Identification of ceramic materials used in the present invention 1. temperature, atmosphere,
The material should be selected in consideration of heating conditions, required strength, etc., and there are no restrictions on the material itself. The shape of the lattice can be appropriately selected depending on the intended use, such as a line, a single bar, or a band.

As detailed above in the present invention, thermal efficiency, IiI durability.

It is a flame heat barrier with outstanding economic efficiency, and can be used in metal and ceramic firing furnaces, heat treatment furnaces, etc.

It can also be widely applied to melting furnaces, etc.

[Brief explanation of the drawing]

FIG. 1 is an explanatory diagram of a cross-sectional structure when the present invention is applied to a furnace wall of a heating furnace. 2 and 3 are perspective views of the structure of the ceramic face piece and another embodiment of the ceramic plate of the present invention.

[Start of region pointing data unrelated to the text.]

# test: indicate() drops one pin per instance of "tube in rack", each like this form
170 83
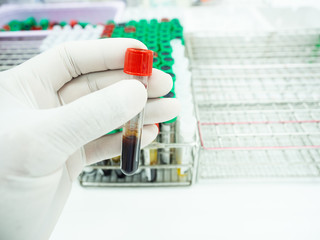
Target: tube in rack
138 65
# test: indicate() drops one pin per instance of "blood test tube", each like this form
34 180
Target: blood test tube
138 65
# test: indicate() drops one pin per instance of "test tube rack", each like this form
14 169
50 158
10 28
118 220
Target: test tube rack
257 100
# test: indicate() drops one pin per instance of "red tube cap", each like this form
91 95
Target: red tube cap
138 62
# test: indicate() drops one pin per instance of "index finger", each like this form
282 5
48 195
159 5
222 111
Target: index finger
61 64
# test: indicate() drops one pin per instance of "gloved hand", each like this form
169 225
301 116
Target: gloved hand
55 111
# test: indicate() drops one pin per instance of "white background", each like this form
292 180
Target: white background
213 210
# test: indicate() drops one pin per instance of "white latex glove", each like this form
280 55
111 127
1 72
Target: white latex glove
55 111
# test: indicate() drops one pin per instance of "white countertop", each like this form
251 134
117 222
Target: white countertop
203 211
236 210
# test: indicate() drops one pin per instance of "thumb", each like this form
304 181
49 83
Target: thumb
98 113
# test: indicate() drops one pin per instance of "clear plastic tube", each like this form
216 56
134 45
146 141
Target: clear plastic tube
131 138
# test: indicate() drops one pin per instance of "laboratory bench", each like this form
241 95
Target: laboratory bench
252 71
223 210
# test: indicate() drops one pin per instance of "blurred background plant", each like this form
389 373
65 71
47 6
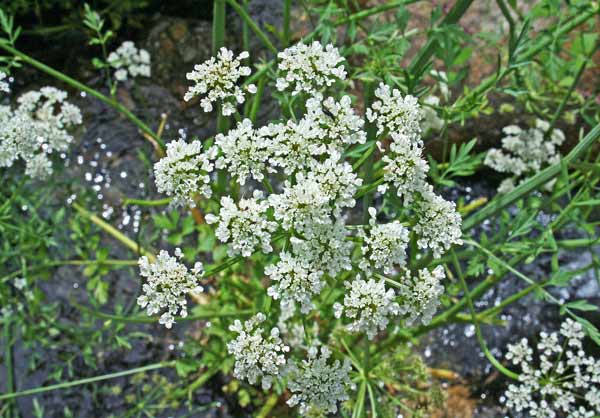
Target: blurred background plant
69 279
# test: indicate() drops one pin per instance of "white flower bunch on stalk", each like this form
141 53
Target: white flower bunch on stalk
305 183
257 357
167 283
369 304
317 386
309 68
385 245
394 113
216 80
525 152
185 172
129 61
244 225
37 129
563 382
419 295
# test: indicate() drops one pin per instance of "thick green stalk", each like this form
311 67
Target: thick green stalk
218 27
8 363
535 182
287 10
82 87
371 131
128 242
65 385
499 366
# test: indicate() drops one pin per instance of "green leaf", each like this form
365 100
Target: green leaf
580 305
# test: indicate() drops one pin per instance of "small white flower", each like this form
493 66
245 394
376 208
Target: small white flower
245 152
438 225
369 304
128 61
524 153
316 386
295 282
20 283
244 226
309 68
393 113
168 283
216 80
36 129
553 385
405 168
419 295
185 171
325 248
385 245
256 356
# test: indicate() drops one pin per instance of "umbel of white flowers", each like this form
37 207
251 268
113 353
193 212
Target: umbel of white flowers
37 129
168 283
560 380
129 61
525 152
312 207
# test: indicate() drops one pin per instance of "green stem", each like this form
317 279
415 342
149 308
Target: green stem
152 320
72 263
499 366
142 202
419 63
565 99
218 29
65 385
246 18
501 201
82 87
373 10
8 362
287 9
111 230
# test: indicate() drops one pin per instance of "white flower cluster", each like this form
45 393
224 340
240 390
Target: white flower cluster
168 283
3 84
310 206
317 386
295 282
245 225
565 382
420 295
385 245
184 172
393 113
216 80
37 129
256 356
129 61
308 68
525 152
369 304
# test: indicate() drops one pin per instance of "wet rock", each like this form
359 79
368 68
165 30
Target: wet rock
175 45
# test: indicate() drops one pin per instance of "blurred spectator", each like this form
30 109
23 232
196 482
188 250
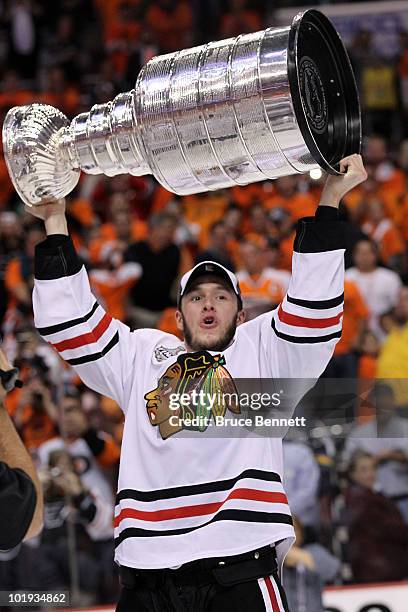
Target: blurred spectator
23 37
162 263
121 229
122 34
393 357
344 363
385 234
262 287
380 97
186 233
36 415
217 249
282 230
308 566
68 499
378 535
287 195
91 450
402 67
368 355
385 437
113 280
378 286
170 23
301 481
388 176
19 274
11 244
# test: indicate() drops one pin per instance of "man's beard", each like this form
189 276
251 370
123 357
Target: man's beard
217 345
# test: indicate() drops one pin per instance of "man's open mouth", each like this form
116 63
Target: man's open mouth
208 322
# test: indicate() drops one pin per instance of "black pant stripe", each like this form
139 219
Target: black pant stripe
207 487
246 516
53 329
95 356
317 304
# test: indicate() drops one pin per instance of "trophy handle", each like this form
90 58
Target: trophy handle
39 167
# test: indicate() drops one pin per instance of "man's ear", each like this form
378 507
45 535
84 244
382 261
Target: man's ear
179 321
241 316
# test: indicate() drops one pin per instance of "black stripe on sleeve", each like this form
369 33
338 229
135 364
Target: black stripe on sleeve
53 329
246 516
317 304
206 487
304 339
320 234
56 257
95 356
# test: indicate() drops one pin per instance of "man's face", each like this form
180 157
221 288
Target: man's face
209 315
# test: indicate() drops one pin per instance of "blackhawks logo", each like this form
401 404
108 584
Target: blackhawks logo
201 376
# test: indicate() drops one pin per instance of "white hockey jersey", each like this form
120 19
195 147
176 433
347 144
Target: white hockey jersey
185 495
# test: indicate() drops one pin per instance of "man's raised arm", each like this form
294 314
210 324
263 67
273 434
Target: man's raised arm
307 324
299 337
68 316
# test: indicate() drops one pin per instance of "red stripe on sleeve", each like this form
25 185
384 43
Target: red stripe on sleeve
297 321
199 509
88 338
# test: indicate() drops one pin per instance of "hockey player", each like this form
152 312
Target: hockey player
201 522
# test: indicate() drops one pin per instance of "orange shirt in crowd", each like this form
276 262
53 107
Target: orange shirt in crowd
403 225
81 209
112 286
387 237
367 367
389 192
243 22
270 286
172 30
247 195
355 315
299 205
37 428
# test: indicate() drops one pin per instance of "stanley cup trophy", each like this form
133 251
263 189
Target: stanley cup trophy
259 106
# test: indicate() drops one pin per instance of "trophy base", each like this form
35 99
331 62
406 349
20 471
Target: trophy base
36 164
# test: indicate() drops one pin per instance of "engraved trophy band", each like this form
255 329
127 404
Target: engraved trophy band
273 103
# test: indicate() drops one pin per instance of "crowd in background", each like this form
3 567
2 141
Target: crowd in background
136 239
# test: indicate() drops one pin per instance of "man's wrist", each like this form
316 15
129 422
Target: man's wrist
56 224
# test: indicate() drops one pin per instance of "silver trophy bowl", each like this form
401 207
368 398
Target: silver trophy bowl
256 107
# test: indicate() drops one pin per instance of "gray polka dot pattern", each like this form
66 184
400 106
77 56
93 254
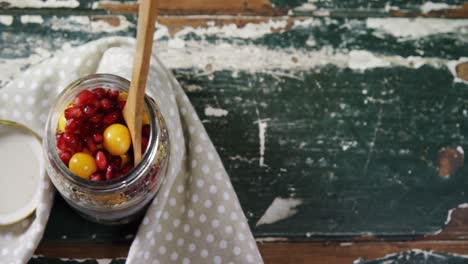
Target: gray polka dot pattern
196 218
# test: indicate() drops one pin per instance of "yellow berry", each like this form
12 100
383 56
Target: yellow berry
62 122
123 96
117 139
145 119
82 164
125 158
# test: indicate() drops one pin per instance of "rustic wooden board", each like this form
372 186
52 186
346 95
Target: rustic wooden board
358 148
417 256
397 118
319 8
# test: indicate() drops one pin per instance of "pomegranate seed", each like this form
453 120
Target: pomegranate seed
85 97
119 174
111 172
98 138
73 112
96 118
72 125
145 131
89 110
73 141
121 105
65 156
126 168
111 118
62 143
99 93
144 144
106 104
101 160
113 94
115 161
91 145
96 177
87 128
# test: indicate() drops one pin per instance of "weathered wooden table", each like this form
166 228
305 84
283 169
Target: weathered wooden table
341 123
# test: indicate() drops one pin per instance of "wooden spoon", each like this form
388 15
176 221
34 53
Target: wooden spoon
133 110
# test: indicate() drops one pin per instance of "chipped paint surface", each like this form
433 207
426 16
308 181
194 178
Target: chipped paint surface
262 126
280 208
40 3
6 20
32 19
217 112
431 6
417 27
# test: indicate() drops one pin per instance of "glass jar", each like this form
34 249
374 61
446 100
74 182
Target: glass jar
119 200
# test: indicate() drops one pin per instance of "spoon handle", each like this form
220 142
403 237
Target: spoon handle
133 110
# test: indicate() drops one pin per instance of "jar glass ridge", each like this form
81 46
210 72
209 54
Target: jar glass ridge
119 200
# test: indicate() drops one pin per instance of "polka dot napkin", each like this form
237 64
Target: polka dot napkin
196 217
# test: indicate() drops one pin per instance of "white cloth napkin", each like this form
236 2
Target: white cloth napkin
196 217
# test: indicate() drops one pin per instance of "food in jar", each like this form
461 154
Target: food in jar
92 138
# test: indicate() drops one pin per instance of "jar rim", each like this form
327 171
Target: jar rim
83 83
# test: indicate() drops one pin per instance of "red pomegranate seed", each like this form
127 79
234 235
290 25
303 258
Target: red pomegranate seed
62 143
87 128
113 94
73 141
111 172
145 131
72 125
106 104
65 156
101 160
91 145
144 144
98 138
96 118
111 118
73 112
85 97
99 93
115 161
96 177
121 105
126 168
89 110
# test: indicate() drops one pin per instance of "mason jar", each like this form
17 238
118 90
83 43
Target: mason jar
120 200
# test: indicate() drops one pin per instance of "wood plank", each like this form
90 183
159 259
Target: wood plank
281 253
212 7
337 9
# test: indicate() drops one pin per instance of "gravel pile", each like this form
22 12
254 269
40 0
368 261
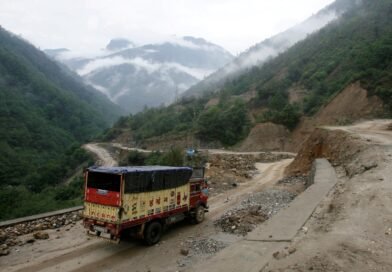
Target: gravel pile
206 246
254 210
199 248
294 180
9 235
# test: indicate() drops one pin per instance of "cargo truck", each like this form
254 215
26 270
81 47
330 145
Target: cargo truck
141 201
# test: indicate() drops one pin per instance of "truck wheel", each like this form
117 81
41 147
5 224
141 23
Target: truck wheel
199 214
153 233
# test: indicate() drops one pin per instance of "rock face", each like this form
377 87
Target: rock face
267 137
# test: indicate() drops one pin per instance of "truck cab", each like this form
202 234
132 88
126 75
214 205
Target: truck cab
142 200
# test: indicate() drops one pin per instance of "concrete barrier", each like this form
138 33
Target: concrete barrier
255 251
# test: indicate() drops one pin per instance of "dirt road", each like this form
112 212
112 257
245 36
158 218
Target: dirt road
70 250
352 228
376 131
104 158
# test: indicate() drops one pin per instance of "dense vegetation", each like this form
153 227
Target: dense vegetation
356 47
45 114
227 122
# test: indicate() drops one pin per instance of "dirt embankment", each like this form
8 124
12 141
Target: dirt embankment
267 137
352 228
350 105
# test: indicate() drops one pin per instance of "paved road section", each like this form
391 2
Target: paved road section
255 251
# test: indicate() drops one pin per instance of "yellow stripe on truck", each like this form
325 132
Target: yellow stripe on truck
140 205
100 212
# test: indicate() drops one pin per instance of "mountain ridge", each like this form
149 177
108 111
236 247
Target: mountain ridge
151 74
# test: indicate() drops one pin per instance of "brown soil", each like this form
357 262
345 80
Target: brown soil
350 105
352 228
266 137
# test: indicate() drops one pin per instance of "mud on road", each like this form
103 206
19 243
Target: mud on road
69 249
352 229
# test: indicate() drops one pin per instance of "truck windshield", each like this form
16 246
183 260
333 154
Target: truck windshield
104 181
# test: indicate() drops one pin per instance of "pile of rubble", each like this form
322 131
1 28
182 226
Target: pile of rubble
273 157
254 210
238 165
204 246
199 248
295 179
9 235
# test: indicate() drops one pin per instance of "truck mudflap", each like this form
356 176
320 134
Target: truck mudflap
104 230
104 236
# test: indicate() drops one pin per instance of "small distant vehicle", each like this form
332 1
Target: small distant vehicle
142 201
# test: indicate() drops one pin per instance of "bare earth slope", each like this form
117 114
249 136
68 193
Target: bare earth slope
352 229
69 249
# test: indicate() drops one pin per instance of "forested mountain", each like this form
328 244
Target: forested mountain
355 47
147 75
45 114
269 48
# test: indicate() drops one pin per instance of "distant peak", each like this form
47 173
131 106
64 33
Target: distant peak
118 44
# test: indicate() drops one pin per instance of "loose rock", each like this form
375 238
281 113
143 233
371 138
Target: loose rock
41 235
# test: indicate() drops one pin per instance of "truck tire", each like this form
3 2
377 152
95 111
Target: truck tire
153 233
199 214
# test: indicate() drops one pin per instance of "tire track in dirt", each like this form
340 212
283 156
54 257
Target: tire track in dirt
101 256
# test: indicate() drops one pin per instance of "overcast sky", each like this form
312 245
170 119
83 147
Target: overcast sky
84 25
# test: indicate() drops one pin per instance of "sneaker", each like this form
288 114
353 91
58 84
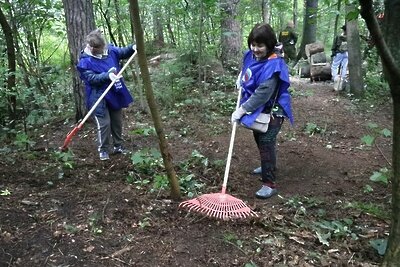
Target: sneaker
266 192
257 171
120 150
104 155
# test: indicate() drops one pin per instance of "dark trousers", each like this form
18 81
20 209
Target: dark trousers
109 127
266 143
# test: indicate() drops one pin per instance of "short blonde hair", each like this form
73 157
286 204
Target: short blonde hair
96 40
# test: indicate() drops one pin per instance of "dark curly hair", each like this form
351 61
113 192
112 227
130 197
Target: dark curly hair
263 34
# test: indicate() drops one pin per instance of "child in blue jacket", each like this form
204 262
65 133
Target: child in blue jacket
98 65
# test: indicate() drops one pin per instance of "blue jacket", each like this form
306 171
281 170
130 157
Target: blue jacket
94 73
254 73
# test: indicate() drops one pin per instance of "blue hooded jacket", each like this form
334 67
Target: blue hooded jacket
254 73
94 73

FIG. 4 is a perspective view of a wide ceramic plate made by making slits to divide it into narrow pieces.

Claims (1)

[Claims] A flame heat barrier consisting of a ceramic facepiece, in which at least the part of the facepiece that comes into contact with the flame is composed of a ceramic thin plate or a ceramic rod-shaped body divided into thin pieces with a thickness below a critical value for thermal cracking.